La manovra delle dimissioni da parte del governo in carica negli ultimi mesi è, con tutta probabilità, da collegarsi anche alle elezioni ormai imminenti. Si svolgeranno a metà aprile le presidenziali, che sembrano ormai appannaggio del maresciallo Al Sisi. Intanto, per un nuovo governo ad interim circola insistentemente il nome dell’attuale ministro dei Lavori pubblici, Ibrahim Mahlab.
Nel corso della comunicazione televisiva in cui ha ufficialmente formalizzato di fronte al Paese la sua decisione di dimettersi, il primo ministro Hazem al-Beblawi ha dichiarato che «le riforme non possono avvenire solo attraverso il governo. Tutti gli egiziani debbono essere impegnati a realizzarle – ha sottolineato il leader dimissionario –. Dobbiamo tutti sacrificarci per il bene del Paese. Più che chiederci che cosa l’Egitto ci ha dato, dovremmo interrogarci su cosa abbiamo fatto noi per l’Egitto», ha concluso. Nel corso dell’intervento televisivo, Beblawi ha tenuto a precisare che il suo governo aveva deciso di accettare la responsabilità della guida del Paese in attesa di una nuova Carta costituzionale e di nuove elezioni, in quanto i suoi membri erano fra i pochi disposti ad accettare le sfide di un momento drammatico per la storia egiziana.

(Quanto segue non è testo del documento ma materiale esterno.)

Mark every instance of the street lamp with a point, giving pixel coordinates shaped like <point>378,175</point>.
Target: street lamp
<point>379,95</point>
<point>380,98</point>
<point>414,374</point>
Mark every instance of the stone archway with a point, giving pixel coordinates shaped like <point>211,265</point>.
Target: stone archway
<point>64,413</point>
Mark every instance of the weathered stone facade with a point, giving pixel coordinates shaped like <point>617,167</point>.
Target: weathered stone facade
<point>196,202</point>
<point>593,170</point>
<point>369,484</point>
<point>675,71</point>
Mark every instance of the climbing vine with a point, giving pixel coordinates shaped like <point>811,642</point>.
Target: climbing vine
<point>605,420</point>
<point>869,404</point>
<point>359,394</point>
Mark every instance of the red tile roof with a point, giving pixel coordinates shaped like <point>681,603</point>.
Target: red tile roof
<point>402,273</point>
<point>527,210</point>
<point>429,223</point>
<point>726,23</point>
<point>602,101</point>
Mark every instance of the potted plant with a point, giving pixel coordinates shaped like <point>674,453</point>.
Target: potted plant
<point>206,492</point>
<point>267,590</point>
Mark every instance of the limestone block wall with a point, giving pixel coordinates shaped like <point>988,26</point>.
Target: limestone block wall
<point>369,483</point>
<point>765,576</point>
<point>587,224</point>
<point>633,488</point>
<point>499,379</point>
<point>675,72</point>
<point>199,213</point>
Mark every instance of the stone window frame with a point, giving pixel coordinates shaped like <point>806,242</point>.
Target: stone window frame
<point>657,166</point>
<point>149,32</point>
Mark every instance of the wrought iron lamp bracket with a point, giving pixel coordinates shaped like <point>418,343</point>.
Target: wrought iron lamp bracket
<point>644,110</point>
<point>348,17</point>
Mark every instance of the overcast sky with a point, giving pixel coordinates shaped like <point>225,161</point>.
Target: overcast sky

Al-Beblawi è una figura di spicco a livello internazionale, avendo ricoperto la carica di sottosegretario generale delle Nazioni Unite, fra il 1995 ed il 2000. Nell’ambito della politica interna egiziana, oltre ad essere uno dei fondatori del partito socialdemocratico, aveva ricoperto l’incarico di ministro delle Finanze nel governo di Essam Sharaf per rassegnare poi le dimissioni nell’ottobre 2011 come presa di posizione decisa contro gli incidenti a Maspero, nel centro del Cairo, fra la polizia militare e cristiani copti, in cui erano morte 28 persone.
Nei giorni scorsi, i leader delle Chiese cristiane presenti in Egitto si erano riuniti per celebrare, presso la cattedrale copto-ortodossa di san Marco al Cairo, il primo anniversario della costituzione del National Council of Christian Churches. Nel 2013, infatti, i leader delle cinque Chiese presenti nel Paese nordafricano – copto-ortodossa, copto-cattolica, greco-ortodossa, anglicana e protestante – avevano firmato un accordo di grande significato ecumenico per sancire la nascita di un organismo nazionale che riunisse le diverse chiese cristiane. Recentemente, il vescovo copto-cattolico, Assiut Kyrillos William, ha affermato che «la costituzione del National Council of Churches ha rappresentato un passo importante per tutti noi e possiamo già vederne gli effetti a livello locale. Durante la settimana di preghiera per l’unità dei cristiani – ha affermato il vescovo – era evidente che i fedeli erano felici di vedere i loro leader insieme per una preghiera comune. Quest’anno, infatti – ha riferito ancora all'agenzia Fides Anba Kyrillos –, un vescovo copto-cattolico ha predicato in una chiesa copto-ortodossa. Qualcosa che non era mai accaduto in precedenza». Il clima che si è stabilito fra i vescovi e i leader delle varie Chiese cristiane è, lo riconoscono tutti, legato anche alla figura di papa Tewadros II, il nuovo capo della Chiesa copto-ortodossa.